お母さんがお母さんで無くなった日
母はとても気丈な人でした。
言いたいことははっきり伝えるタイプの人で、自分の意志を押し通す人でもありました。
その反面、とても情に厚い人でもありました。
母に弟がいたのですが、うつ病になり仕事ができなくなりました。
その情報を耳にした母は、自分がガンで大変な治療をしていても、弟に会いに行って励ましたり、生活保護を受けていた弟の生活費なども面倒見ていました。
しかし、文句を一切言う人ではありませんでした。
そんな母も、父と同様...ガン末期になること「せん妄」という恐ろしい症状に侵されてしまいました。
分かってはいましたが、実際に目の前で変わりゆく母の姿を見るのは、子供の私にはとてもつらいものでした。
正直、年齢を重ねどんどんと痴呆症が発症するのとは違います。
急激にある日突然その症状が出てくるのです。
しかも、急激に変わるのです。※私の両親の例ですが...
「理解しているのに....」気持ちが全くついてこない...
「辛い」という言葉をこぼすのが、とても怖いのです。
本人が辛いのだから、自分が辛いという愚痴をこぼすのが、とても罪悪感でした。
せん妄状態の母は、きっとどこかで自覚しているのだろうなって思っていました。
せん妄状態は、一日中ずっと続くわけではありませんでした。
時々、病室の天井をボーと見つめながら、涙している姿を見つけると、かわいそうでいたたまれない気持ちになりました。
かわいそう....
そもそも、そのような感情を持つこと自体が辛いですね。
生きたくても生きれないという事実
それを受け入れられなくなって、キャパがオーバーして「せん妄」という症状になるのかなって思っています。

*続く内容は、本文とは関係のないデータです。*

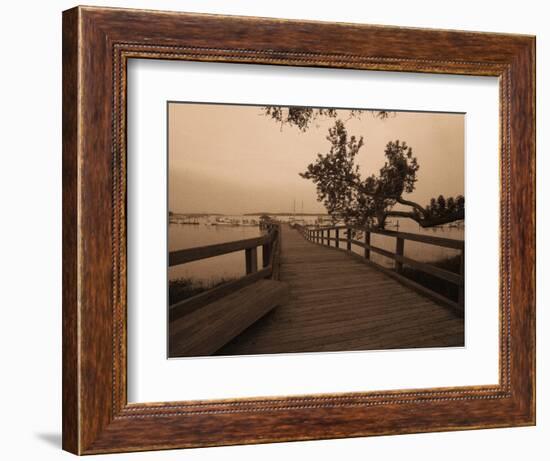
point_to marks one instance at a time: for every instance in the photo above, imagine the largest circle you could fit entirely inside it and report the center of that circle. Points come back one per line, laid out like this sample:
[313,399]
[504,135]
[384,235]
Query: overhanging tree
[370,201]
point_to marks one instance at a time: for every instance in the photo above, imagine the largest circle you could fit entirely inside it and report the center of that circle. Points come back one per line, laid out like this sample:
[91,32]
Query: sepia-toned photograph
[313,229]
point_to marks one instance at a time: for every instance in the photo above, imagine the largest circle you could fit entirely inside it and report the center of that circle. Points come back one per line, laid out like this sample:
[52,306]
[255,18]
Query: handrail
[317,235]
[208,251]
[428,239]
[270,243]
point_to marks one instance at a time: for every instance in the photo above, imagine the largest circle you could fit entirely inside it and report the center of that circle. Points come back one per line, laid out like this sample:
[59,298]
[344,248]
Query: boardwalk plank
[338,303]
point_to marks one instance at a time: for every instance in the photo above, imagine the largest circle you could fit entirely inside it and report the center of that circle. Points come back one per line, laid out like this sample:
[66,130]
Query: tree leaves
[369,202]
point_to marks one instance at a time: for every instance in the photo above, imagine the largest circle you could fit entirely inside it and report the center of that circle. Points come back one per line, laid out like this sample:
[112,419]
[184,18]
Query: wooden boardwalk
[339,303]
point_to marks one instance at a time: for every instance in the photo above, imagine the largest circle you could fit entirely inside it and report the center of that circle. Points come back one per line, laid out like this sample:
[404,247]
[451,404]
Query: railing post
[461,285]
[367,245]
[266,253]
[399,250]
[251,260]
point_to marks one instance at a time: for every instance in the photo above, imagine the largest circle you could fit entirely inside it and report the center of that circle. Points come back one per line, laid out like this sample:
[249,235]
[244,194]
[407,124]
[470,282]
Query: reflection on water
[181,236]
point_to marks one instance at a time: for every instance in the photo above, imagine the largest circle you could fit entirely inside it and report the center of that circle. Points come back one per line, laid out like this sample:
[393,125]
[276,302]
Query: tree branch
[428,222]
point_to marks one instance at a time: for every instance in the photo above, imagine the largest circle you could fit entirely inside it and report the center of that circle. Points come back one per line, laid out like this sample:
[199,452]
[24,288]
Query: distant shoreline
[197,215]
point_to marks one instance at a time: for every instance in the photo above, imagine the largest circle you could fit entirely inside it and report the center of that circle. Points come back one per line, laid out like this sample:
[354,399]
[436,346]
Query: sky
[232,159]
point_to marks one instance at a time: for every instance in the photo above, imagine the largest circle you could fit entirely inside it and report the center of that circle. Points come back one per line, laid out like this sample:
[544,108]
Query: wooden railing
[270,243]
[342,236]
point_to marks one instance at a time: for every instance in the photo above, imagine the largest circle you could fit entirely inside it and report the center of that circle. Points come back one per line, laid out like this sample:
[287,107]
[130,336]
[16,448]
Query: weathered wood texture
[97,45]
[338,303]
[207,329]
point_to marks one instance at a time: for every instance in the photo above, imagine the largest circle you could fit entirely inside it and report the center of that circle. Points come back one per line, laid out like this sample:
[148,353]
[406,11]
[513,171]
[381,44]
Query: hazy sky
[232,159]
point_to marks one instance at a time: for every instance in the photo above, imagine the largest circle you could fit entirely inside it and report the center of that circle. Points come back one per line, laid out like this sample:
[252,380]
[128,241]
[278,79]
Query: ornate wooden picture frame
[97,44]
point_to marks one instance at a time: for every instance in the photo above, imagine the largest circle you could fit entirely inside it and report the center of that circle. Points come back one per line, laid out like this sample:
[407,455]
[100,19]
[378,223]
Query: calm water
[232,265]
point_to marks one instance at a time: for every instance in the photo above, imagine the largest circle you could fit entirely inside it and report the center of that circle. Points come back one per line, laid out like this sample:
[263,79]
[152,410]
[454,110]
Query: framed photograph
[281,230]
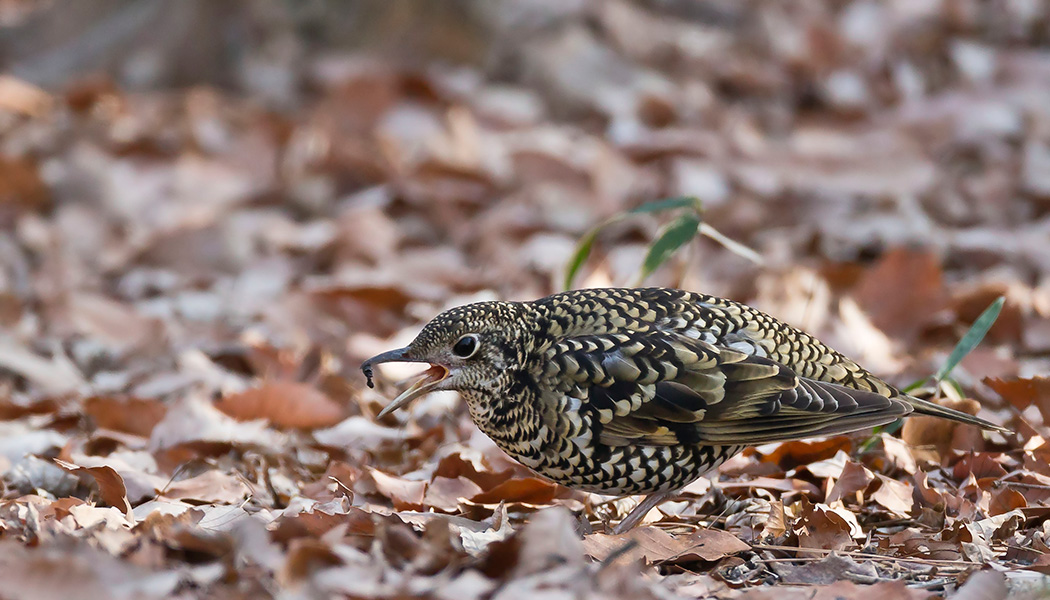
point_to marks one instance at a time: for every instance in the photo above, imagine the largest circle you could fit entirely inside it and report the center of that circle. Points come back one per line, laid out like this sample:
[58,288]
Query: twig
[868,556]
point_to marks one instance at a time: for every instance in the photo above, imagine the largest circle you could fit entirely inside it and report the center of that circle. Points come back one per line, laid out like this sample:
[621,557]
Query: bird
[641,391]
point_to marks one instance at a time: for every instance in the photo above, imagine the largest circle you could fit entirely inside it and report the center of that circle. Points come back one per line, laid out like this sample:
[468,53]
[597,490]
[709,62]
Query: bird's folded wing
[664,389]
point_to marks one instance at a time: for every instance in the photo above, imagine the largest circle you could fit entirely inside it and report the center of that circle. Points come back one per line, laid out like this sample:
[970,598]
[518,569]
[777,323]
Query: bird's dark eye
[466,346]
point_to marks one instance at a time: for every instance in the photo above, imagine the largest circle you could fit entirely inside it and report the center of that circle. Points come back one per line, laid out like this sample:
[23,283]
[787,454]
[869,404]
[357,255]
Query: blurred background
[320,177]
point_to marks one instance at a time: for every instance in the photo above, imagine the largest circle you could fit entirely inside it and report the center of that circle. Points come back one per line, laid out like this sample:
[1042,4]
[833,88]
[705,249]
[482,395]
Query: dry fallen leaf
[110,484]
[654,544]
[284,404]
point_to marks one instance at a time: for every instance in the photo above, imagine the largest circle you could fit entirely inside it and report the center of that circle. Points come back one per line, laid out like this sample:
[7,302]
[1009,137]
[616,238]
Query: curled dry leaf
[525,490]
[284,404]
[903,291]
[445,493]
[137,416]
[1022,393]
[653,544]
[405,494]
[210,487]
[943,435]
[826,528]
[855,477]
[895,496]
[110,484]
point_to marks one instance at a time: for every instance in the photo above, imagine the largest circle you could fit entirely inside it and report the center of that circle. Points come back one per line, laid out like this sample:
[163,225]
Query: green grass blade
[668,204]
[731,245]
[972,337]
[584,247]
[676,234]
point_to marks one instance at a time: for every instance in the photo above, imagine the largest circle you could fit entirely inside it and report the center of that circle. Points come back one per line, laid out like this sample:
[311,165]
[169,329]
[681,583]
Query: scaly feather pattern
[630,391]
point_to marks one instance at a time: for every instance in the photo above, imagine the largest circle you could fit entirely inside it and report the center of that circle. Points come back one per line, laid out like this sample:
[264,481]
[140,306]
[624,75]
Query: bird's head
[471,348]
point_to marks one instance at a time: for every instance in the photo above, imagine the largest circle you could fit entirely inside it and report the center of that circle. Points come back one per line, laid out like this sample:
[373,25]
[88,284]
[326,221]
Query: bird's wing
[663,389]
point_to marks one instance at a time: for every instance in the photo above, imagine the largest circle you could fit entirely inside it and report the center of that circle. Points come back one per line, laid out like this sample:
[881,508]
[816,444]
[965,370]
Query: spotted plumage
[642,391]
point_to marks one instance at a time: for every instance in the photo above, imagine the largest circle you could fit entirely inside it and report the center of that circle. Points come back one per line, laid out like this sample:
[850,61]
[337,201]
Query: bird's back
[711,319]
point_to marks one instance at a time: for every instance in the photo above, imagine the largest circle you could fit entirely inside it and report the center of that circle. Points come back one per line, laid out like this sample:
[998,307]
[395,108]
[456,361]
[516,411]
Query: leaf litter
[189,278]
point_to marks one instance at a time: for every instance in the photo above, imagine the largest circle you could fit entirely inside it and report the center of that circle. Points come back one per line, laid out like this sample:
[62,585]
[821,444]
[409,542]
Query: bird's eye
[466,346]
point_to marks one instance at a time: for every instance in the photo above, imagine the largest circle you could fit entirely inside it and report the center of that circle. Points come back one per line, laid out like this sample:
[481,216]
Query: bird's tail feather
[928,408]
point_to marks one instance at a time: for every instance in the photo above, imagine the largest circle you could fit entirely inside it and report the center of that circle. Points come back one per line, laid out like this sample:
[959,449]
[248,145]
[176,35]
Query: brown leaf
[445,493]
[902,292]
[526,490]
[21,187]
[654,544]
[1005,500]
[895,496]
[1025,392]
[983,585]
[834,567]
[855,478]
[405,494]
[942,434]
[211,487]
[825,528]
[129,415]
[22,97]
[117,324]
[284,404]
[790,484]
[792,454]
[110,484]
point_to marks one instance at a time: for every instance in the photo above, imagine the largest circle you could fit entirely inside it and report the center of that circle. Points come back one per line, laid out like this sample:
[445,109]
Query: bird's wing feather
[663,389]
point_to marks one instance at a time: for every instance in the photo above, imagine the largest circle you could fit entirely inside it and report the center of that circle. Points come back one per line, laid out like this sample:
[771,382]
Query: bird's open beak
[431,377]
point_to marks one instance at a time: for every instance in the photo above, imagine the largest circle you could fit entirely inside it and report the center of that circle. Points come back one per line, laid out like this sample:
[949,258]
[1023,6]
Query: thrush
[643,391]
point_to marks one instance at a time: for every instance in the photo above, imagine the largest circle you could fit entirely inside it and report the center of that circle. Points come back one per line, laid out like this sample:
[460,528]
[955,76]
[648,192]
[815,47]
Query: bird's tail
[928,408]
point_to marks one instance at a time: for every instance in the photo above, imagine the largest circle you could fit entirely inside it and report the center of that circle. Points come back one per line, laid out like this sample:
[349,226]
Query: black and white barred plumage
[642,391]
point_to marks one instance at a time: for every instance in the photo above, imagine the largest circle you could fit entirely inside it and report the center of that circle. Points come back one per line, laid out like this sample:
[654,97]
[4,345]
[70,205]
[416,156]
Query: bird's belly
[626,470]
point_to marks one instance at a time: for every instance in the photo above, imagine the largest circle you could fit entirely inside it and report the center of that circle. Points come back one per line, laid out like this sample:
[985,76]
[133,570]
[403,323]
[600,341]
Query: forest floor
[189,281]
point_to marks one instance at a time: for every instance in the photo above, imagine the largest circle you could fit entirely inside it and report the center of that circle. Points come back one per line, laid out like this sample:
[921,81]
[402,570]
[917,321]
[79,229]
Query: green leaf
[676,234]
[731,245]
[584,248]
[669,203]
[972,337]
[580,255]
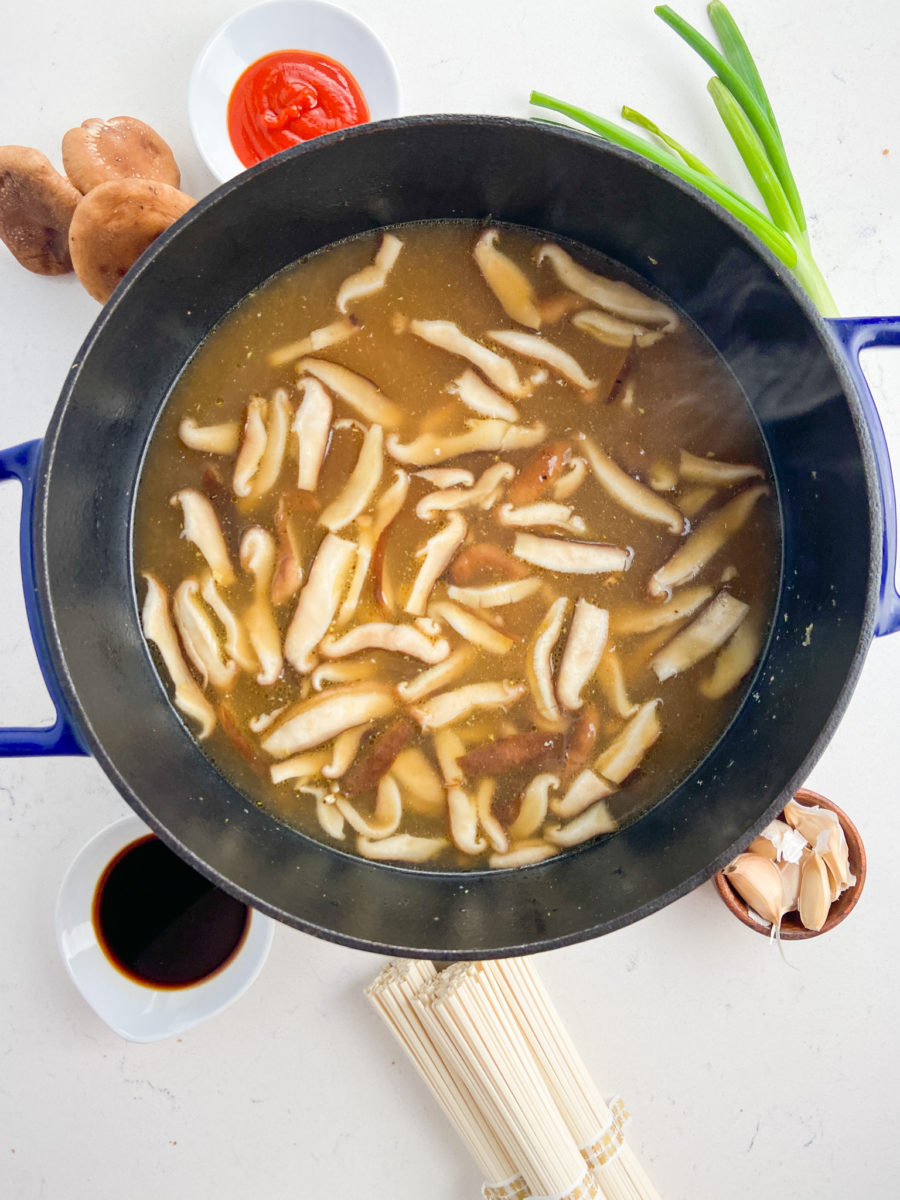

周囲は辛いですが、実は本人の気持ちは少し楽なのかな...とも思います。
生きるものすべて、自分の死を直視することはできません。
死の瞬間は、どんな生き物でも意識を失うといいます。
現実は、とてもつらいものがあります。
しかし、ふっとした瞬間にこういった知識に戻って回想すると、気分が落ちすぎることが無くなります。
母が母で無くなってしまった日
私は、沢山の事を学びました。
心を静め、ただ「今」という時間を感じることが、自分を生きるということなんだ...と。
たとえ親だとしても、目の前にいる存在は
たった一人の「人」ということ
「私のお母さん」という現実に戻ってしまうと、一気に辛くなりました。
しかし、少しの時間でも「自分の中」に戻れると、その現実がとても自然の流れであり、自然の摂理なんだという大きな視点に戻れることができました。
母の病をずっと許せなかった
母が亡くなることを許せなかった
だから、その恐怖に追いかけられてしまうのです。
逃げると追いかけてきます。
穴の開いた袋に入った水は、100パーセント外にこぼれます。
この原理は、見えない正解でも起こっています。
「生きる」
この摂理をもっと細かく繊細に感じることで、現実の辛さや悲しみから解放されるときが来ます。
母が母で無くなってしまった日
私はとても重要なことを学ぶことができました。